# Breeder Question in Texas



## Wilma (Jan 31, 2012)

Hello all, 

I am new here and have a question about a breeder I found in Texas. I am looking to get a puppy from a place called East Texas German Shepherd who sells Heidelberg puppies and was wondering if anyone on here knows if they are affiliated with a place called Heidelberg German Shepherds who is also in Texas? Please let me know. 

Thanks,
Wilma


----------



## Emoore (Oct 9, 2002)

I'm sending you a private message. Since this is your first post I'm not sure if you know how to find PM's. Respond to this message if you don't get your PM.


----------



## Wilma (Jan 31, 2012)

I did get it.. Thanks. Not sure if I responded correctly, it was confusing. Lol But I hope you did get the reply.


----------



## Emoore (Oct 9, 2002)

Got your reply. Are you looking for a breeder in Texas? There are some folks on this forum who know of some good ones. What are you looking for in a dog?


----------



## Wilma (Jan 31, 2012)

Yes a breeder in Texas would be best but am really considering going out of Tx. I have been looking through the site and found names of a few but don't really know anything about them. This is hard and I don't want to mess up and end up with a bad experience with the breeder. We would like to have her as an inside pet and maybe protection dog when she is older but have no intention on breeding or a show dog. Any suggestions would be helpful. Thanks.


----------



## Emoore (Oct 9, 2002)

Are you set on a baby puppy?


----------



## Wilma (Jan 31, 2012)

Yeah I would like a puppy to raise around my cat. I am scared of getting an older dog and then have issues about them not getting along.


----------



## Emoore (Oct 9, 2002)

Well, you can definitely get an adult through a rescue group that has been tested to be good with cats, but I can understand wanting a puppy. 

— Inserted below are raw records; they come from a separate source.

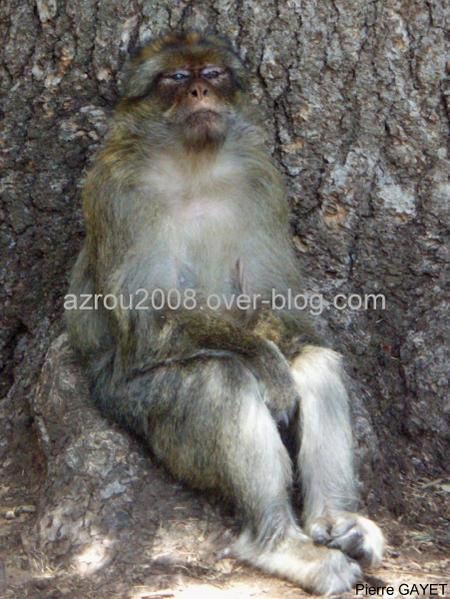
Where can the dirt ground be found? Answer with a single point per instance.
(417, 553)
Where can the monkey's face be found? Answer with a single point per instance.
(197, 99)
(192, 85)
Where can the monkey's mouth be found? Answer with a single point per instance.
(203, 128)
(203, 117)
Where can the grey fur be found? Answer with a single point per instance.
(205, 389)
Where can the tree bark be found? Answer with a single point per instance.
(354, 98)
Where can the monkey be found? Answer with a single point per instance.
(184, 197)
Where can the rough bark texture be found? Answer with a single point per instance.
(354, 100)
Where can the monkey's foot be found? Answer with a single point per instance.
(355, 535)
(316, 569)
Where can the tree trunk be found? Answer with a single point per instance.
(354, 101)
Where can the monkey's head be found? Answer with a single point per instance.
(192, 86)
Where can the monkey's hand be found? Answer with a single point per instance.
(289, 330)
(355, 535)
(210, 334)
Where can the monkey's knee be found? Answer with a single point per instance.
(217, 433)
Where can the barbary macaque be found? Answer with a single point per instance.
(183, 201)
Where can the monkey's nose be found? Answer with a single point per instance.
(198, 91)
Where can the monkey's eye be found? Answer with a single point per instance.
(179, 75)
(212, 72)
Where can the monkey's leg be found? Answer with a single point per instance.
(326, 459)
(207, 422)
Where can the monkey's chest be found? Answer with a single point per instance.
(206, 246)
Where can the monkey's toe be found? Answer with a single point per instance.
(358, 537)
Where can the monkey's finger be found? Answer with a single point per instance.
(350, 543)
(320, 531)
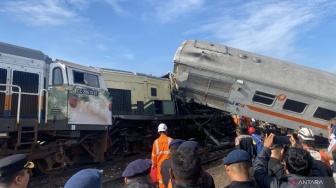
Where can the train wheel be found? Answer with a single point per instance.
(47, 167)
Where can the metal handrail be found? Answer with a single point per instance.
(40, 104)
(19, 100)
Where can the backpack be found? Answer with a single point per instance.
(258, 142)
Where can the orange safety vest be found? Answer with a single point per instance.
(324, 156)
(160, 152)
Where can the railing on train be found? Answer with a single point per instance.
(46, 106)
(19, 100)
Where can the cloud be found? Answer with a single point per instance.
(264, 27)
(169, 10)
(46, 12)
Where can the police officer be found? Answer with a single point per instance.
(14, 171)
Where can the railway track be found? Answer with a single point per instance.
(207, 156)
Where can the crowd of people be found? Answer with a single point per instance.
(260, 159)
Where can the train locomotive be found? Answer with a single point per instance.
(61, 113)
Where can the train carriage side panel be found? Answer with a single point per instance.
(249, 84)
(137, 94)
(23, 77)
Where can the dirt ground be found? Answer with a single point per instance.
(217, 171)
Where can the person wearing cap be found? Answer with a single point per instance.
(137, 170)
(86, 178)
(244, 141)
(14, 171)
(275, 166)
(299, 167)
(332, 128)
(206, 180)
(257, 139)
(307, 141)
(160, 152)
(166, 164)
(238, 166)
(139, 184)
(186, 169)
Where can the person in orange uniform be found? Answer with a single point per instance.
(160, 151)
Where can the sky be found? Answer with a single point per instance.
(143, 35)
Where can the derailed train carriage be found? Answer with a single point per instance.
(245, 83)
(141, 102)
(60, 113)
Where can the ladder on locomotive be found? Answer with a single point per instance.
(30, 129)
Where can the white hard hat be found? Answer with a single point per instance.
(306, 134)
(162, 127)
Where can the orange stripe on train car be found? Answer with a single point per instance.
(8, 102)
(283, 116)
(43, 102)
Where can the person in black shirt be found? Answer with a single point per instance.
(186, 168)
(238, 166)
(275, 167)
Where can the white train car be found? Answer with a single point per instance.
(253, 85)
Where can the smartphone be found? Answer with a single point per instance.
(281, 140)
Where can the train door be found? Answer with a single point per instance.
(89, 102)
(3, 91)
(57, 94)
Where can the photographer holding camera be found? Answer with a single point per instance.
(298, 165)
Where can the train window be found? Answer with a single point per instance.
(323, 113)
(78, 77)
(92, 80)
(153, 92)
(263, 98)
(86, 78)
(28, 82)
(57, 78)
(3, 78)
(294, 106)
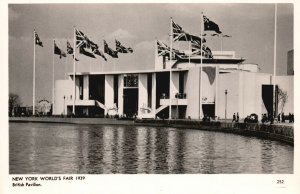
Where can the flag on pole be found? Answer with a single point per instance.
(86, 53)
(58, 51)
(121, 49)
(109, 51)
(196, 50)
(210, 25)
(211, 73)
(98, 52)
(207, 52)
(81, 39)
(37, 40)
(164, 50)
(70, 50)
(180, 35)
(95, 49)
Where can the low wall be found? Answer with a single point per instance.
(281, 133)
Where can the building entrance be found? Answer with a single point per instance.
(208, 110)
(130, 102)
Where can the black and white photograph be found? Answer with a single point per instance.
(149, 91)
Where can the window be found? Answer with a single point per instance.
(131, 80)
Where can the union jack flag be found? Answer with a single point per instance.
(210, 25)
(37, 39)
(81, 39)
(70, 50)
(109, 51)
(58, 51)
(121, 49)
(196, 50)
(164, 50)
(180, 35)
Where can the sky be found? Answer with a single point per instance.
(137, 26)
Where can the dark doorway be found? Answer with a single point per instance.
(130, 102)
(268, 99)
(208, 110)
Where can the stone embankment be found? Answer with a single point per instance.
(283, 133)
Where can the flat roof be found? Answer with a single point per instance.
(128, 71)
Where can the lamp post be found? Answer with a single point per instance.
(226, 105)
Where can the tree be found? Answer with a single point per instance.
(282, 98)
(13, 101)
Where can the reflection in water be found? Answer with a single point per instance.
(96, 149)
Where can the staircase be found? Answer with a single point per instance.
(99, 104)
(160, 108)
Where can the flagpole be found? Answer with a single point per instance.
(66, 63)
(221, 43)
(170, 61)
(200, 79)
(74, 72)
(53, 77)
(190, 42)
(274, 73)
(33, 92)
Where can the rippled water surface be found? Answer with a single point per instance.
(62, 148)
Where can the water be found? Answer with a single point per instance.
(39, 148)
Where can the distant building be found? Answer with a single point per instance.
(147, 93)
(290, 62)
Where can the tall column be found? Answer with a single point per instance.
(216, 90)
(77, 86)
(120, 94)
(86, 91)
(143, 94)
(153, 98)
(109, 92)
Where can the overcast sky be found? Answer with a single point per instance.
(138, 26)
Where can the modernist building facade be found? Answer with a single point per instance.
(193, 87)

These are breeders that I personally know and recommend, or that someone I know personally, knows personally and recommends:

=:= Germelhaus German Shepherd Dogs =:= Breeding Top Working Schutzhund GSDs
GerdesHaus German Shepherds - Texas - Breed, Import German Shepherd, GerdesHaus Texas German Shepherd Breeder
Van Meerhout German Shepherds
German Shepherd Puppies, German Shepherd Breeders | Whitesboro, TX
Von Eintze Shepherds - Von Eintze Shepherds

Or if you would consider rescue:
Austin German Shepherd Dog Rescue
Good Shepherd Rescue of North Texas

These are both rescues I volunteer with.


----------



## GSDAlphaMom (Jul 20, 2010)

I'm not sure what lines you are considering but I will add German Shepherd Puppies, German Shepherd Breeders | Whitesboro, TX. Jennifer has WGSL's. Her site is not up to date as it is a new site and she hasn't quite figured out how to update it herself. She has a litter due this weekend.

Edit - oops just saw it already posted. Well now you know she has an upcoming litter and why her site isn't up to date.


----------



## Wilma (Jan 31, 2012)

Thanks so much to both of ya'll for helping. I will look into these sites and let you know what I choose.


----------